Kompetensi Guru yang Tumpul Bisa Mencetak Generasi Unggul?

kompetensi guru

Akar masalah pendidikan di negara Indonesia sudah sangat melekat dan tak kunjung tersolusikan, seakan sulit dan tak dapat diselesaikan. Mulai dari permasalahan guru, sistem perekrutan guru, semangat belajar siswa, kurikulum pembelajaran, pemerintah yang korupsi dana pendidikan, dan lain-lain.

Satu permasalahan terus mengakar dan bercabang hingga saling berkaitan, sehingga solusi untuk menyelesaikan permasalahan tersebut harus memerlukan komitmen dan sinergi dari segala penjuru sisi.

Sudah sekian kali pemerintah berinisiatif untuk membenahi system pendidikan yang mana memiliki tujuan untuk menjadi subjek dalam membenahi permasalahan-permasalahan yang lain. Namun sayangnya upaya itu belum kunjung menjadi titik terang dalam menyelesaikan permasalahan yang ada di pendidikan Indonesia.

Bacaan Lainnya
DONASI

Hal itu masih banyak memunculkan rahasia-rahasia dan pertanyaan-pertanyaan mengapa dan selalu seperti itu.

Baca juga: Problematika Pendidikan di Indonesia

Perlu adanya diskusi-diskusi analisis apa saja permasalahan-permasalahan yang menjadi sebab dan akibat tidak terselesaikannya problem pendidikan di Indonesia. Kali ini saya akan fokus untuk membahas terkait salah satu yang sedang menjadi pembahasan hangat tentang masalah pendidikan di Indonesia, yaitu mengenai kualitas kompetensi guru dalam mengajar siswa di sekolah.

Saya angkat dari salah satu berita terkini yaitu “Asosiasi Ungkap Akar Masalah Guru: Lembaga Pendidik dan Upah” yang terbit pada tanggal Jumat, 27 Nov 2020 dari sumber CNN Indonesia pada link berikut https://www.cnnindonesia.com/nasional/20201126105315-20-574704/asosiasi-ungkap-akar-masalah-guru-lembaga-pendidik-dan-upah.

Di dalam berita tersebut dikatakan bahwa “Terkait kualitas guru, ia menilai sumber permasalahan harus dibenahi pemerintah dari Lembaga Pendidikan dan Tenaga Kependidikan (LPTK), satuan yang melatih tenaga pendidik sebagai professional.”

Guru adalah seseorang yang memiliki peranan terpenting dari segala unsur yang mendukung suksesnya proses pembelajaran.
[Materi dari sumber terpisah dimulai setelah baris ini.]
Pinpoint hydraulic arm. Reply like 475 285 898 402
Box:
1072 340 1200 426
Jika guru tidak berperan maksimal dalam proses pembelajaran di kelas maka dampaknya pastinya siswa tidak mendapatkan ilmu yang maksimal dan begitu pula sebaliknya ketika guru berperan dengan semaksimal mungkin.

Namun bagaimana jika guru selalu hadir di kelas untuk melaksanakan proses pembelajaran sedangkan kualitas kompetensi mengajarnya kurang baik atau bahkan tidak baik?

Tidak lain dan tidak bukan ini adalah problem besar bagi dunia pendidikan. Tujuan dari berjalannya proses pembelajaran adalah proses transfer ilmu yang dimiliki guru kepada siswa, namun ketika guru tidak memiliki komptensi baik segi intelektual maupun segi teknik mengajar maka siswa tidak akan dapat menerima ilmu dengan baik.

Baca juga: Penyebab Rendahnya Kualitas Pendidikan di Indonesia

Permasalahan ini disebabkan oleh beberapa sebab yang dapat dipetakan, yaitu selektifitas perekrutan guru yang tidak maksimal, terkadang ditemui orang yang kompeten tetapi minat menjadi gurunya kurang, atau bahkan sudah menjadi guru tetapi semangat mengajarnya yang kurang. Hal tersebut masih kerap ditemukan di banyak sekolah terutama di daerah-darah kota kecil di Indonesia.

Permasalahan ini menjadi masalah inti dan akan cepat mengakar menimbulkan masalah-masalah yang lain bahkan buruknya ketika menjadi inang bagi masalah yang sudah ada sebelumnya sehingga semakin sulit terpecahnya permasalahan tersebut.

Memang tidak dapat dipungkiri ketika ditemukan guru yang memiliki kompetensi mengajar yang rendah maka salah satu yang dilirik menjadi sebab adanya permasalahan ini adalah Lembaga Pendidikan dan Tenaga Kependidikan(LPTK), karena lembaga ini yang bertanggung jawab dalam menyeleksi kualitas guru yang dianggap mumpuni dalam mengajar, dan selain itu juga mengelola guru-guru di Indonesia.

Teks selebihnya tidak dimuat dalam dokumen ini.